Полк князя Андрея, находившийся в резерве, выстраивался. Впереди слышно и видно было усиленное движение, но канонада еще не начиналась. Пьер, желавший видеть все сражение, простившись с князем Андреем, поехал вперед по направлению к Бородину, где он надеялся встретить Бенигсена, предложившего ему накануне причислить его к своей свите.
В шесть часов было светло. Утро было серое. «Может быть, и вовсе не начнут, может быть, этого не будет», — думал Пьер, подвигаясь по дороге. Пьер редко видел утро. Он вставал поздно, и впечатление холода и утра соединялось в его впечатлении с ожиданием чего-то страшного. Он ехал и чувствовал, что как будто он не проснулся еще, что будто он все еще с князем Андреем лежит на его турецком ковре, и говорит, и слушает его говорящим, и видит эти страшно блестящие, восторженные глаза и безнадежные, сдержанно-разумные речи.
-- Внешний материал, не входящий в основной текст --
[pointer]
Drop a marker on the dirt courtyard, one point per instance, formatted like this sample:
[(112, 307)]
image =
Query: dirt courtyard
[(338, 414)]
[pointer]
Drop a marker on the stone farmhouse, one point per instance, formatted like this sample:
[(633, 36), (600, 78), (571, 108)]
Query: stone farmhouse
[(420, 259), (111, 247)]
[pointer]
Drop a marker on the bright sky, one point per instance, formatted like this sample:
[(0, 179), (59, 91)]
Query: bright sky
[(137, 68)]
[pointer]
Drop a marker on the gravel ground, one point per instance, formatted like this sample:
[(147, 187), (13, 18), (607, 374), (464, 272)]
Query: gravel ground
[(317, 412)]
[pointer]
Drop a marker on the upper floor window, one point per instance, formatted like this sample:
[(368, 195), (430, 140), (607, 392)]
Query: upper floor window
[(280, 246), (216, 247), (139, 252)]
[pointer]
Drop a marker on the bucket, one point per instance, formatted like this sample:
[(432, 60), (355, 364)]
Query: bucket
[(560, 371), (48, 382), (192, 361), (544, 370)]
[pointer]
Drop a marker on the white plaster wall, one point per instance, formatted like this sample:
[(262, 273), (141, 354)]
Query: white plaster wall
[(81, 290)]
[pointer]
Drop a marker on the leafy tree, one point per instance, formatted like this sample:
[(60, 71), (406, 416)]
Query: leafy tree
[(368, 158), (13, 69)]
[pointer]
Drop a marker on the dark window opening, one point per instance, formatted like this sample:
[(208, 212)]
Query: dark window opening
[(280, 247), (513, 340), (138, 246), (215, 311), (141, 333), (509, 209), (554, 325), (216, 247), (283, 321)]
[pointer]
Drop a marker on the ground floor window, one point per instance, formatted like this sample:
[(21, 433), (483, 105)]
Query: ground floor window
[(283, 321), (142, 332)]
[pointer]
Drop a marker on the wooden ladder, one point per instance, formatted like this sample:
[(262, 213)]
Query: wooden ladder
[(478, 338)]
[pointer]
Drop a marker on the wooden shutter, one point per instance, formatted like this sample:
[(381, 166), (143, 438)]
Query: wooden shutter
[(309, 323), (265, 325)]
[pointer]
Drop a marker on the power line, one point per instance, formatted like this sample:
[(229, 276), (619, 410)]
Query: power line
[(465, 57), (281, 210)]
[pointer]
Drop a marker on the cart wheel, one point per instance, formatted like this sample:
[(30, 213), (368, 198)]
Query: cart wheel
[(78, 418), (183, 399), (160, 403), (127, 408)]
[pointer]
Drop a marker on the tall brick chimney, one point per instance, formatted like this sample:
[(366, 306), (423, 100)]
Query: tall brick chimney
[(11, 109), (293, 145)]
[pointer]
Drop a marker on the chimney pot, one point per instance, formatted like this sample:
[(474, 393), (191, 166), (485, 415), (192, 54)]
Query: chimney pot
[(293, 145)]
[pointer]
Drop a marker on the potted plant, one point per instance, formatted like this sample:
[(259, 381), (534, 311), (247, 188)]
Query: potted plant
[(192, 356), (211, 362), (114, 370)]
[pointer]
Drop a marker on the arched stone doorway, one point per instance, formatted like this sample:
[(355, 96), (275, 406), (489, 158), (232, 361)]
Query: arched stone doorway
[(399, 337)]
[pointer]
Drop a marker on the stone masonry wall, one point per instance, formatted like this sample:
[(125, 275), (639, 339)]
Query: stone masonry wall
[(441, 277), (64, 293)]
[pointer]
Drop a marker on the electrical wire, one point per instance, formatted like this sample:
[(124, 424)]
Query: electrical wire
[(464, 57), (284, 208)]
Он ничего не помнил из того, что говорил князь Андрей, он только помнил его глаза, лучистые, блестящие, далеко смотрящие куда-то, и одно только вводное предложение из всех его речей живо осталось в памяти Пьерa: «Война теперь — это другое дело, — сказал он, — теперь, когда дошло до Москвы, нас не нужно посылать, а все, от Тимохина до меня, в хорошие или дурные минуты готовы резать. Мы оскорблены». И губа князя Андрея дрогнула при этом. Пьер ехал, пожимаясь от свежести и вспоминая эти слова. Он проехал уже Бородино и остановился у батареи, где он был вчера. Пехотные солдаты, которых не было вчера, стояли тут, и два офицера смотрели вперед влево. Пьер посмотрел тоже по направлению их взгляда.